Dr Jekyll et Mr Hyde trouvés dans vos intestins

Ami ou ennemi ? Une nouvelle étude révèle les deux facettes d’un probiotique potentiel

03 juin 2024 6minutes

Une nouvelle étude dirigée par le professeur Mahesh S. Desai du Luxembourg Institute of Health met en lumière la relation complexe entre les bactéries intestinales, les agents pathogènes et le régime alimentaire. L’équipe de recherche a examiné quelles bactéries présentes dans l’intestin pouvaient potentiellement aider un agent pathogène qui l’infecte, et comment cette interaction est influencée par les habitudes alimentaires. Leurs résultats révèlent une dualité surprenante : A. muciniphila, une bactérie considérée comme un probiotique potentiel, peut soit renforcer (Dr. Jekyll), soit affaiblir (Mr. Hyde) les défenses de l’intestin contre les bactéries nocives en fonction de l’apport en fibres alimentaires. Cette recherche souligne que les bactéries amies de l’intestin entrent en synergie avec les agents pathogènes dans le cadre d’un régime alimentaire pauvre en fibres, ce qui appelle à considérer une approche holistique lors de la conception d’interventions probiotiques.


Dans une étude pionnière destinée à redéfinir notre compréhension de la dynamique du microbiote intestinal, des chercheurs du Department of Infection and Immunity du Luxembourg Institute of Health ont découvert une dualité fascinante au sein d’une bactérie populaire mangeuse de mucus, Akkermansia muciniphila¸ qui est considérée comme un probiotique potentiel pour la gestion du diabète de type 2 et de l’obésité. Publiée dans la prestigieuse revue Molecular Systems Biology, la recherche, dirigée par Desai, met en lumière le personnage « Dr Jekyll et Mr Hyde » de cette bactérie, en montrant sa capacité à être soit bénéfique, soit nuisible à notre capacité à résister aux infections pathogènes, en fonction du contexte alimentaire.

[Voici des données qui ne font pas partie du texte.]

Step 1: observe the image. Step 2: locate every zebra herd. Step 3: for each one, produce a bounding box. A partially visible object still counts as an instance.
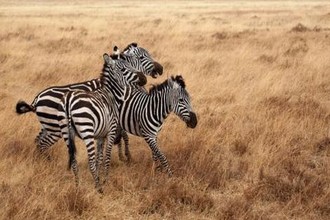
[16,43,197,192]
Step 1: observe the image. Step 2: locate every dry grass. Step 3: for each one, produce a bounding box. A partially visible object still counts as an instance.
[0,1,330,219]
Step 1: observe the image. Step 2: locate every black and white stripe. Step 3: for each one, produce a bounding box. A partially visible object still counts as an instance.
[58,54,146,192]
[16,43,163,160]
[119,76,197,175]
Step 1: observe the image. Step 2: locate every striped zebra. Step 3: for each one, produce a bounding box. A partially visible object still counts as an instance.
[119,75,197,176]
[58,54,146,192]
[16,43,163,159]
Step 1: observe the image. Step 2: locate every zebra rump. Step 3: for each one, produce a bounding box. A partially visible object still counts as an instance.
[16,101,35,114]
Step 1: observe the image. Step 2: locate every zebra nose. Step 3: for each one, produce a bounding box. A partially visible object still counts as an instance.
[187,112,197,128]
[151,62,163,78]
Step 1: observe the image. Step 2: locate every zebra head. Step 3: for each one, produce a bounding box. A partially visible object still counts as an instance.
[118,43,163,78]
[169,75,197,128]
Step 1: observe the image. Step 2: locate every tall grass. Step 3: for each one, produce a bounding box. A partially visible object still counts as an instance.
[0,1,330,219]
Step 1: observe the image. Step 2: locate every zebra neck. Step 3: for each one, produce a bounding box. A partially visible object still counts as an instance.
[102,80,124,106]
[149,90,173,125]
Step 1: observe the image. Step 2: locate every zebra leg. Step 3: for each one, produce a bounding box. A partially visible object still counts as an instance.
[62,127,79,187]
[83,137,103,193]
[96,138,104,176]
[114,127,125,161]
[117,140,125,161]
[35,129,61,160]
[121,129,132,163]
[145,137,173,176]
[104,124,117,183]
[71,158,79,187]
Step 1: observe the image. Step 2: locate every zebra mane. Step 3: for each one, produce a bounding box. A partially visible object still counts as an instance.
[123,42,137,51]
[149,75,186,94]
[100,59,112,87]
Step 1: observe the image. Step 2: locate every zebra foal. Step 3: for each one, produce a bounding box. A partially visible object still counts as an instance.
[16,43,163,159]
[58,54,146,192]
[119,75,197,176]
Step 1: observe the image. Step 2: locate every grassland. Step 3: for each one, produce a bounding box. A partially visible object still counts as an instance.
[0,1,330,219]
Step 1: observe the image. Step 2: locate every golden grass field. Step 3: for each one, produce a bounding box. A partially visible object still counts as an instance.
[0,0,330,219]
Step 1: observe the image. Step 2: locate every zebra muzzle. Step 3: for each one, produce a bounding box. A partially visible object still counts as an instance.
[151,62,163,78]
[186,112,197,128]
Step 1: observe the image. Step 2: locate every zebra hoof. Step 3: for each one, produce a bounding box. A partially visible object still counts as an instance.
[97,187,103,194]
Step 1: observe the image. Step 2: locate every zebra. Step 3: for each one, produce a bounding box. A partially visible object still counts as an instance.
[16,43,163,159]
[58,54,145,192]
[119,75,197,176]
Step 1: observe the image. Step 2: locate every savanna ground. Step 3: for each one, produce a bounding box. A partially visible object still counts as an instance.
[0,1,330,219]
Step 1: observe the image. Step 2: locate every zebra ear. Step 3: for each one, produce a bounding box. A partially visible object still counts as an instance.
[173,81,180,89]
[103,53,115,67]
[113,46,120,59]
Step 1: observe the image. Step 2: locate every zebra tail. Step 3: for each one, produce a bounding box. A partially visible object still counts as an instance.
[68,122,77,169]
[59,94,76,170]
[16,101,35,114]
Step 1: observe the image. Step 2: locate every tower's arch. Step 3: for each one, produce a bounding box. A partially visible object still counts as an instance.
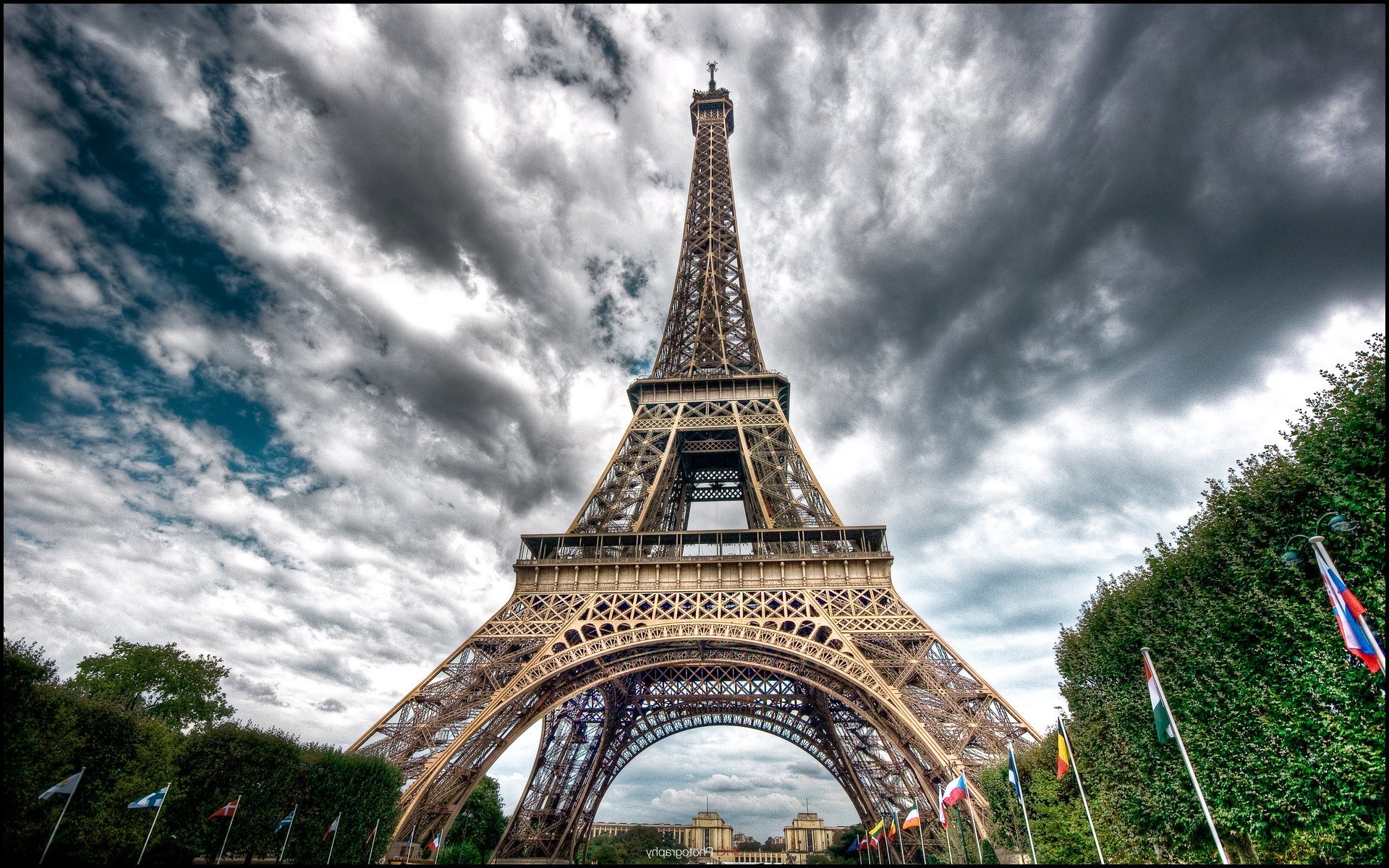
[353,71,1036,861]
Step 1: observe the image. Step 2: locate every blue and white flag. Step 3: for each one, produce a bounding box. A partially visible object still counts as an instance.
[125,786,169,808]
[38,768,86,801]
[275,806,299,835]
[1008,744,1022,804]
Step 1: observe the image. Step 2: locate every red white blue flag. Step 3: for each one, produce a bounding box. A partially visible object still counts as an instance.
[1312,546,1380,672]
[940,775,969,806]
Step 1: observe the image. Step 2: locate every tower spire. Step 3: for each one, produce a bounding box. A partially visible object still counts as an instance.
[651,69,767,378]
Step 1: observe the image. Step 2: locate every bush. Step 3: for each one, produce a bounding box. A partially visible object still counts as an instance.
[986,336,1385,862]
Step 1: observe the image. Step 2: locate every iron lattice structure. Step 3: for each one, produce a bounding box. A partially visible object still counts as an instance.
[353,69,1036,862]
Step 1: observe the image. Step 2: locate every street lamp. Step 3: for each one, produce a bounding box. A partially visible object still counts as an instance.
[1282,512,1360,566]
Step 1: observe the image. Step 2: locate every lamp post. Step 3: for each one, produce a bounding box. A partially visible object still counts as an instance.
[1282,512,1385,672]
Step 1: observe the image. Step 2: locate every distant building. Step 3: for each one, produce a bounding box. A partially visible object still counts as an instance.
[589,811,734,853]
[589,811,847,865]
[783,811,847,865]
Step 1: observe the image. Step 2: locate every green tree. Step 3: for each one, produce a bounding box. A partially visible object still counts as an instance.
[68,637,234,731]
[289,746,402,864]
[439,775,507,865]
[158,723,301,859]
[3,639,178,862]
[990,335,1386,862]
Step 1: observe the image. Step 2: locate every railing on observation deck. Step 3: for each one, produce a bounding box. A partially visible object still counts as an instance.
[517,525,889,563]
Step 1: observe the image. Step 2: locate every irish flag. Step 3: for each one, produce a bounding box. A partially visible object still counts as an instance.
[901,800,921,830]
[1143,657,1176,744]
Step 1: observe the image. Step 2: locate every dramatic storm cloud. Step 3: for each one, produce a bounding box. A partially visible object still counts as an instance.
[4,6,1385,838]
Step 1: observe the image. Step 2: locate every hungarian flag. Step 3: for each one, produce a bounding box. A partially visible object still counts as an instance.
[940,775,969,807]
[1312,545,1380,672]
[38,768,86,801]
[125,785,169,808]
[901,799,921,830]
[1143,657,1176,744]
[207,796,242,820]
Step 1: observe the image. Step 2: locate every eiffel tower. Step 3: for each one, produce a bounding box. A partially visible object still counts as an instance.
[353,64,1036,864]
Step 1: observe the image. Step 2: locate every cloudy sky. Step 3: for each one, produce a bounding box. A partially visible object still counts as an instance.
[4,6,1385,836]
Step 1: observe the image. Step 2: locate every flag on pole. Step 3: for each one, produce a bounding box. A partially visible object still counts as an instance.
[38,773,82,801]
[1055,732,1071,780]
[207,796,245,825]
[940,773,969,807]
[901,800,921,830]
[125,786,169,808]
[1312,546,1380,672]
[1143,657,1176,744]
[275,806,299,835]
[1008,744,1022,804]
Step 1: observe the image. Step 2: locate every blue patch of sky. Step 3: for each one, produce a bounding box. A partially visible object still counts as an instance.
[4,18,307,489]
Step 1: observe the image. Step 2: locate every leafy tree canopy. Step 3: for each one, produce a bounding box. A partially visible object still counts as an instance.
[68,637,234,731]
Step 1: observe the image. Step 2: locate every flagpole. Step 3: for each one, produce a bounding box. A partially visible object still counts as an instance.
[912,799,927,865]
[936,786,954,865]
[956,807,969,865]
[1055,714,1105,865]
[969,804,992,865]
[1008,741,1037,865]
[135,780,174,865]
[1142,640,1233,865]
[1311,536,1385,666]
[326,811,343,865]
[217,794,242,865]
[892,806,907,865]
[38,765,86,865]
[275,803,299,865]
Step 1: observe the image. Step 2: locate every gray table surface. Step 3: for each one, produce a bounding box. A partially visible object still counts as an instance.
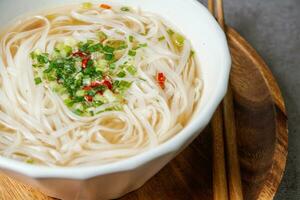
[199,0,300,200]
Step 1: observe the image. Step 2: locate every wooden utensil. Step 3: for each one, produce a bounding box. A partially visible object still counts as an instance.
[208,0,243,200]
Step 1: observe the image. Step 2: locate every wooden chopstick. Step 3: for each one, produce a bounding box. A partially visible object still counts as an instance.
[208,0,243,200]
[208,0,228,200]
[212,106,228,200]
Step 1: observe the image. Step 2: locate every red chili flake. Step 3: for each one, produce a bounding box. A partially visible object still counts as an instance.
[72,51,86,58]
[81,58,90,69]
[100,4,111,9]
[82,86,93,91]
[84,95,93,102]
[156,72,166,89]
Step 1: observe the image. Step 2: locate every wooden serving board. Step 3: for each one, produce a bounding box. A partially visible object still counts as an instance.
[0,28,288,200]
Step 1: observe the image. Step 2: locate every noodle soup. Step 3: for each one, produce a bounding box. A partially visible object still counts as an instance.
[0,3,202,166]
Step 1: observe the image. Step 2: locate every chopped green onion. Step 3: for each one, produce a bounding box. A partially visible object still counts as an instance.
[82,76,92,85]
[126,65,137,76]
[103,90,117,103]
[103,46,115,53]
[64,99,75,108]
[26,158,34,164]
[105,54,115,61]
[36,53,49,64]
[87,43,103,53]
[172,33,185,47]
[34,77,42,85]
[167,29,175,35]
[97,31,107,42]
[94,94,107,105]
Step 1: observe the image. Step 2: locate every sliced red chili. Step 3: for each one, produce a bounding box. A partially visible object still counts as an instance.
[84,95,93,102]
[90,81,101,87]
[156,72,166,89]
[72,51,86,58]
[82,86,93,91]
[97,91,103,96]
[81,58,90,69]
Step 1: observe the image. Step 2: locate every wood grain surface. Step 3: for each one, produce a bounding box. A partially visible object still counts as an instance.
[0,28,288,200]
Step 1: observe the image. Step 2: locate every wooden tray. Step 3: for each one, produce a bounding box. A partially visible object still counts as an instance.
[0,28,288,200]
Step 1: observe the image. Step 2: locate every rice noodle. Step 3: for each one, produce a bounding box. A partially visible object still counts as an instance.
[0,6,202,166]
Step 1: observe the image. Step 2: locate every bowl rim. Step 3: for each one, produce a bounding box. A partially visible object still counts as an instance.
[0,0,231,180]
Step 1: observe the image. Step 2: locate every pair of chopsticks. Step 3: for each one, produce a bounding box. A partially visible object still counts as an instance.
[208,0,243,200]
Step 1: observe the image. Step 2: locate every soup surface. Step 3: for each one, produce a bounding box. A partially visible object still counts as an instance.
[0,3,202,166]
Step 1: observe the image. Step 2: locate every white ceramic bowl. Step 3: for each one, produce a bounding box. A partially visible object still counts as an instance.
[0,0,231,200]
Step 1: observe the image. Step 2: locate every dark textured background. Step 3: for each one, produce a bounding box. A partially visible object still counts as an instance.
[199,0,300,200]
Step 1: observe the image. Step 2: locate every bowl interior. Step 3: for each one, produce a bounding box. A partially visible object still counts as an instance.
[0,0,230,176]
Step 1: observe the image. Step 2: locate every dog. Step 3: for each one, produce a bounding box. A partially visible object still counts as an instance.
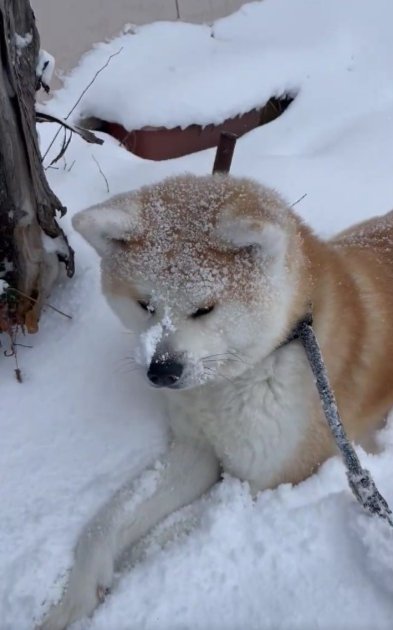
[41,174,393,630]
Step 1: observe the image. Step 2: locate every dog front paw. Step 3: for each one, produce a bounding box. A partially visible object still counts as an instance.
[36,531,114,630]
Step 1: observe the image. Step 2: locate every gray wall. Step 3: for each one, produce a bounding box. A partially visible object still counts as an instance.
[31,0,245,87]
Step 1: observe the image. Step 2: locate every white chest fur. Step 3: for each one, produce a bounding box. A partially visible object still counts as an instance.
[168,343,312,492]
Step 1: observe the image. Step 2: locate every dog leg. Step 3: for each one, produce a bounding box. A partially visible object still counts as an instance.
[39,442,219,630]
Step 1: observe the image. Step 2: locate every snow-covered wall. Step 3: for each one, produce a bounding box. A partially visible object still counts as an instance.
[31,0,245,87]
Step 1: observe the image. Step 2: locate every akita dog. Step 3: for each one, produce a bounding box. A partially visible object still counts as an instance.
[42,175,393,630]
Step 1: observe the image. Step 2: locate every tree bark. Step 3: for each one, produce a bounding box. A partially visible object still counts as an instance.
[0,0,74,332]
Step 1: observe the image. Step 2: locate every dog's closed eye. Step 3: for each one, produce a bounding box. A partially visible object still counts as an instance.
[138,300,155,314]
[191,304,214,319]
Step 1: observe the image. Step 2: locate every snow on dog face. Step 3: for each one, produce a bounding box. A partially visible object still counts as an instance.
[74,175,296,389]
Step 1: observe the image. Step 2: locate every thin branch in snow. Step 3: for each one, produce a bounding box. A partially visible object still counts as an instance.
[45,127,73,170]
[8,287,72,319]
[91,154,110,192]
[42,46,123,161]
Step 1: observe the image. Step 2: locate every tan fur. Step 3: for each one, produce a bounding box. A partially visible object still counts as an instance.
[86,176,393,485]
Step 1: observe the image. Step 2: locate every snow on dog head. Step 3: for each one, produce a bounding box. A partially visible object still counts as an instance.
[73,175,301,389]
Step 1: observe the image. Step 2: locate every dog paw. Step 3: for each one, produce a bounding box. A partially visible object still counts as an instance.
[36,532,113,630]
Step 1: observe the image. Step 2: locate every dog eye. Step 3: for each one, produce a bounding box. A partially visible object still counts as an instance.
[191,304,214,319]
[138,300,154,314]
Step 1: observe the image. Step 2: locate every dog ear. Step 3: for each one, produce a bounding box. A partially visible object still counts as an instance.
[72,193,140,256]
[217,214,287,258]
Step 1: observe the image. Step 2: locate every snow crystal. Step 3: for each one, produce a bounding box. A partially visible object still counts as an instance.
[15,33,33,54]
[0,279,9,295]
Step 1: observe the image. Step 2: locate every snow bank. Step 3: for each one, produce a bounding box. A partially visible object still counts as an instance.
[48,0,393,137]
[0,0,393,630]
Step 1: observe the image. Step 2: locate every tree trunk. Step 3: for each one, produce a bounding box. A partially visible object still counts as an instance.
[0,0,74,332]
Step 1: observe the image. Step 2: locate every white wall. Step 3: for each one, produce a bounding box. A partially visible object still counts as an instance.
[31,0,250,87]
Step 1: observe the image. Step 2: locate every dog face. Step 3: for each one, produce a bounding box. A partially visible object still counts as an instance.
[73,175,297,389]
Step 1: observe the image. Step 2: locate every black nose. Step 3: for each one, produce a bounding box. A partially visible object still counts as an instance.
[147,358,183,387]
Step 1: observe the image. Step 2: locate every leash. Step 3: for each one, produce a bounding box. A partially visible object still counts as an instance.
[286,313,393,527]
[213,132,393,527]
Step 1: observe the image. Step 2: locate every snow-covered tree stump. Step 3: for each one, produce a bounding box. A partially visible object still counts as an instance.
[0,0,74,332]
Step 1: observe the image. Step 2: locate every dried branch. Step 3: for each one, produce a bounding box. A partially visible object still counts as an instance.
[42,46,123,161]
[91,154,110,193]
[36,109,104,144]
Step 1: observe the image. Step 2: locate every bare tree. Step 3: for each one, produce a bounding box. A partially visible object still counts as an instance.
[0,0,74,333]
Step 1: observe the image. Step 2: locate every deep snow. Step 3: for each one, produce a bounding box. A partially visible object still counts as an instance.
[0,0,393,630]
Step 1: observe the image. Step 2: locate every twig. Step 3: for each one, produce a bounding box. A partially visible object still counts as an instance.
[6,287,72,319]
[45,128,73,170]
[289,193,307,208]
[42,46,123,161]
[91,154,110,192]
[36,109,104,144]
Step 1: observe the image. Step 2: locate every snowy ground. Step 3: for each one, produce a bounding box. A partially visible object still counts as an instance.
[0,0,393,630]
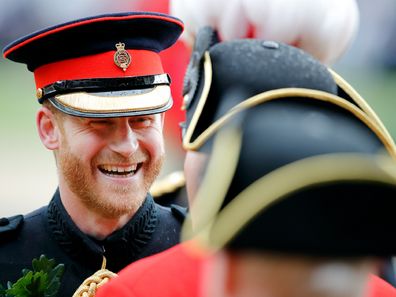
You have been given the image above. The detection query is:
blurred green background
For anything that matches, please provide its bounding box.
[0,0,396,217]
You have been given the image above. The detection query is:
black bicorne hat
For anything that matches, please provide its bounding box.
[183,27,394,150]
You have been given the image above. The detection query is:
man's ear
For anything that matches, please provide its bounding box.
[36,106,60,150]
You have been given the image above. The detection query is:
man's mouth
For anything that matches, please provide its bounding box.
[98,163,143,177]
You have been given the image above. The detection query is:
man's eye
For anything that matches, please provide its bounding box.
[130,117,152,128]
[90,120,110,127]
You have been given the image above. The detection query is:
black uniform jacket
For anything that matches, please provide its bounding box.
[0,191,182,297]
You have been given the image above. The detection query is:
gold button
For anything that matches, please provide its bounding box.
[36,88,43,99]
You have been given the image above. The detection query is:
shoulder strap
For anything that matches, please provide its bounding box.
[0,215,23,238]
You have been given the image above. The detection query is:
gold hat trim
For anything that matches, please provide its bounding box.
[328,68,392,139]
[55,85,172,113]
[183,88,396,159]
[182,52,396,158]
[190,153,396,250]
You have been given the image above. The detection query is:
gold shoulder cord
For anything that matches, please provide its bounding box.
[73,256,117,297]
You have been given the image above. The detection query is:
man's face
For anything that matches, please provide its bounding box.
[56,114,164,218]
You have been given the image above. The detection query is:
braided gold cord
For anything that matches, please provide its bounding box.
[73,257,117,297]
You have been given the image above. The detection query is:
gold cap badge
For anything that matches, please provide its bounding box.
[114,42,131,71]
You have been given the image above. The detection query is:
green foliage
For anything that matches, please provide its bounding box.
[0,255,65,297]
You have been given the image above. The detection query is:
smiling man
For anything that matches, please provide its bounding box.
[0,13,183,296]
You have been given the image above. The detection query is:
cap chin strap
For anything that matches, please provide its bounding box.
[37,74,171,104]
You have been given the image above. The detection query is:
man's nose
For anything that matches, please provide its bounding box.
[110,125,139,157]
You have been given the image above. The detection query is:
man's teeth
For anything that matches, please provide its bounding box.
[99,164,137,175]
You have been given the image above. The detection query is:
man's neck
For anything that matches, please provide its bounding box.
[59,185,134,240]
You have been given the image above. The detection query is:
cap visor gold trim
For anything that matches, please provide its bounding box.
[55,85,172,114]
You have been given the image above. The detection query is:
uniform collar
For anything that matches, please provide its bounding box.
[47,190,158,271]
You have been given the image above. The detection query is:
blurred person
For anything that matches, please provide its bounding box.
[98,28,395,296]
[169,0,359,64]
[0,12,183,296]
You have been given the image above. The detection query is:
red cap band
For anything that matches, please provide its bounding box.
[34,50,164,88]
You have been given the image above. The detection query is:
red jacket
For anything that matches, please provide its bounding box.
[96,244,396,297]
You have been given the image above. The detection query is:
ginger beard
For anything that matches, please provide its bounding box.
[57,142,164,219]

L’étude, publiée en couverture du numéro de juin de la revue Molecular Systems Biology, examine la relation complexe entre la composition du microbiote intestinal, l’apport en fibres alimentaires et la sensibilité aux agents pathogènes entériques. Grâce à une série d’expériences méticuleuses menées sur des souris gnotobiotiques hébergeant un microbiote humain synthétique, les chercheurs ont démontré qu’A. muciniphila joue un rôle essentiel dans la modulation de la dynamique d’infection du pathogène de la muqueuse intestinale Citrobacter rodentium, qui est un modèle pour l’Escherichia coli entéropathogène et entérohémorragique humain.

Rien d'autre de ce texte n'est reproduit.